Insights Coverage¶
Robusta's monitors these alerts and errors by default. It finds insights and suggests fixes.
Prometheus Alerts¶
CPUThrottlingHigh - show the reason and how to fix it
HostOomKillDetected - show which pods were killed
KubeNodeNotReady - show node resources and effected pods
HostHighCpuLoad - show CPU usage analysis
KubernetesDaemonsetMisscheduled - flag known false positives and suggest fixes
KubernetesDeploymentReplicasMismatch - show the deployment's status
NodeFilesystemSpaceFillingUp - show disk usage
Warning
You must send your Prometheus alerts to Robusta by webhook for these to work.
Other errors¶
These are identified by listening to the API Server:
CrashLoopBackOff
ImagePullBackOff
Node NotReady
Additionally, all Kubernetes Events (kubectl get events
) of WARNING level and above are sent to the Robusta UI.
Change Tracking¶
By default all changes to Deployments, DaemonSets, and StatefulSets are sent to the Robusta UI for correlation with Prometheus alerts and other errors.
These changes are not sent to other sinks (e.g.

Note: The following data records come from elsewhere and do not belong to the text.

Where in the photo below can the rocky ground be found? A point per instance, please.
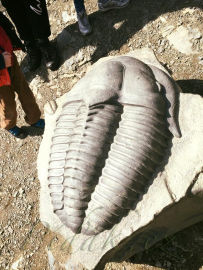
(174, 30)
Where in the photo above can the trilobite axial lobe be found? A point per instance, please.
(108, 142)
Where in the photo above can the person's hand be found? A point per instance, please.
(7, 59)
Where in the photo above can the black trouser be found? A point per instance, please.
(30, 18)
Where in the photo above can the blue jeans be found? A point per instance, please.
(79, 5)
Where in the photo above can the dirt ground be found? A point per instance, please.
(24, 241)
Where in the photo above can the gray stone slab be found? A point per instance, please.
(173, 201)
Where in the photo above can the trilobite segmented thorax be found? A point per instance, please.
(108, 142)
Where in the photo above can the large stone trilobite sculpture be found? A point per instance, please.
(108, 142)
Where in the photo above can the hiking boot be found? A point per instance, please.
(18, 132)
(39, 124)
(50, 54)
(34, 55)
(83, 23)
(112, 4)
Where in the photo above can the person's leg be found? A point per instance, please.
(8, 112)
(79, 5)
(25, 95)
(83, 22)
(39, 21)
(105, 5)
(18, 12)
(38, 18)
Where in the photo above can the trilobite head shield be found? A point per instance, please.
(108, 142)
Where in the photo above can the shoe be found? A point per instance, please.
(39, 124)
(34, 55)
(18, 132)
(83, 23)
(50, 54)
(112, 4)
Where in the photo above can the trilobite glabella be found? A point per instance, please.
(108, 142)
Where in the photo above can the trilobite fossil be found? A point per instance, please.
(108, 142)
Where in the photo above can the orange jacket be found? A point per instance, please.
(5, 45)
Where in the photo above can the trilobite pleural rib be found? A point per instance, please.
(108, 142)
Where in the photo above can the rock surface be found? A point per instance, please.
(173, 202)
(23, 238)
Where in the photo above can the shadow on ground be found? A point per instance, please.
(182, 251)
(105, 37)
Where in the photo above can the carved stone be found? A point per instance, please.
(110, 138)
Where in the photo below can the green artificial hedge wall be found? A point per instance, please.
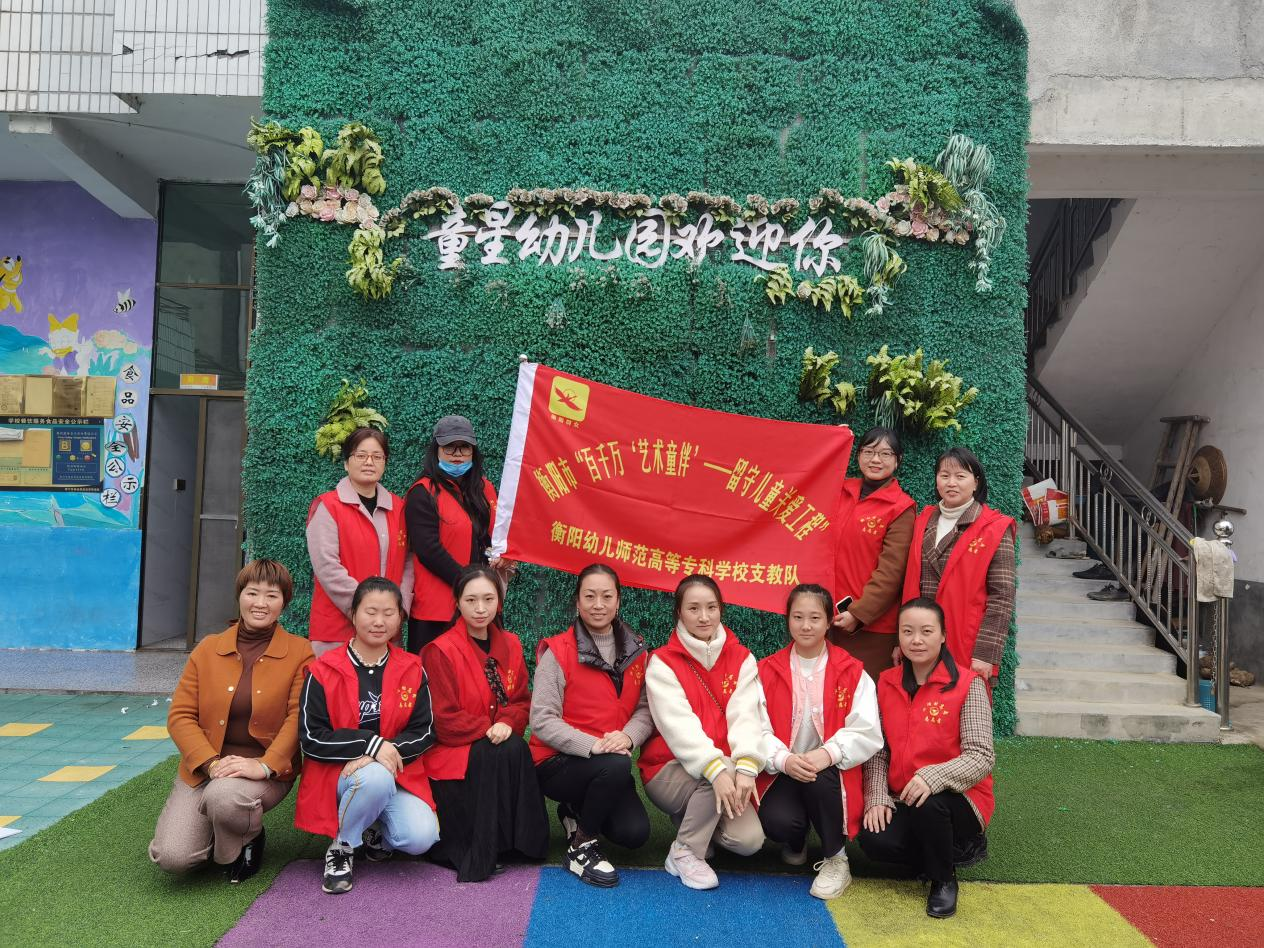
(775, 97)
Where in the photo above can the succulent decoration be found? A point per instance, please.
(346, 413)
(917, 396)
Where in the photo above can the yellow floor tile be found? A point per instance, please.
(76, 775)
(17, 729)
(148, 732)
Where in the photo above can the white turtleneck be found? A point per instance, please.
(948, 517)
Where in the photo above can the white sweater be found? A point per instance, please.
(678, 723)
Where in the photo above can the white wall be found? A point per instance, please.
(1224, 378)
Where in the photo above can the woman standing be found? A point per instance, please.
(928, 794)
(365, 724)
(234, 718)
(354, 531)
(700, 767)
(962, 556)
(874, 526)
(820, 726)
(450, 512)
(480, 769)
(588, 713)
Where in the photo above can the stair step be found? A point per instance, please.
(1118, 686)
(1115, 721)
(1093, 656)
(1066, 606)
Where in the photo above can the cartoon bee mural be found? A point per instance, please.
(10, 278)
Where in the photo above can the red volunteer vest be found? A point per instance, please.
(963, 587)
(589, 703)
(722, 681)
(842, 674)
(862, 525)
(925, 729)
(316, 807)
(360, 556)
(432, 598)
(449, 761)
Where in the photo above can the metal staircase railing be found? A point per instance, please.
(1123, 523)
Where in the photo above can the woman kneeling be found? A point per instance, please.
(937, 761)
(487, 790)
(365, 724)
(822, 724)
(588, 713)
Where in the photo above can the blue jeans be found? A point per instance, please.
(370, 795)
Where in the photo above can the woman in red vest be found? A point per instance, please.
(588, 713)
(364, 724)
(480, 770)
(450, 512)
(820, 727)
(354, 531)
(874, 526)
(962, 556)
(700, 767)
(928, 794)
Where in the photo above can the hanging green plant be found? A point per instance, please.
(346, 412)
(914, 395)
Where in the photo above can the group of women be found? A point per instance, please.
(871, 724)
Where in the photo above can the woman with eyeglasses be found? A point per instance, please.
(449, 511)
(480, 770)
(874, 526)
(354, 531)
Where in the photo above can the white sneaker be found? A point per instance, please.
(694, 872)
(833, 876)
(791, 857)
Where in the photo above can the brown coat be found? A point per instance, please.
(200, 705)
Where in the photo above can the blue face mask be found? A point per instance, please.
(455, 470)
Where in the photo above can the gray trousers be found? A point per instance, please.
(690, 802)
(211, 820)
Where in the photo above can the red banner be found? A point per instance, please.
(659, 491)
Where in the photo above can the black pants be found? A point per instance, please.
(422, 632)
(927, 837)
(602, 793)
(789, 807)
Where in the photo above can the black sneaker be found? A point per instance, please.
(339, 863)
(1100, 571)
(376, 848)
(569, 824)
(248, 861)
(589, 863)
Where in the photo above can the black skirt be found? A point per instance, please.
(497, 809)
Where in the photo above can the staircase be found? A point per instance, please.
(1088, 669)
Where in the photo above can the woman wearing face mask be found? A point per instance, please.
(588, 714)
(450, 512)
(875, 527)
(480, 770)
(928, 794)
(962, 556)
(365, 724)
(820, 726)
(354, 531)
(234, 718)
(700, 767)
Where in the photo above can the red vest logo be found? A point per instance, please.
(935, 713)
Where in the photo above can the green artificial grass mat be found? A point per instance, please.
(1067, 812)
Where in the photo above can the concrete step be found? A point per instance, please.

Slack) by default because they are spammy. Automation basics explains how to selectively track changes you care about in Slack as well.
We also wrote a blog post Why everyone should track Kubernetes changes and top four ways to do so
Optional add-ons¶
These have the potential to be spammy so they aren't enabled by default.
We will enable them once we finish the fine-tuning. Until them, you can enable them yourself.
Alert on hpa reached limit¶
Playbook Action: alert_on_hpa_reached_limit
Add this to your Robusta configuration (Helm values.yaml):
customPlaybooks:
- actions:
- alert_on_hpa_reached_limit: {}
triggers:
- on_horizontalpodautoscaler_create: {}
The above is an example. Try customizing the trigger and parameters.
- increase_pct (int) = 20
Increase the HPA max_replicas by this percentage.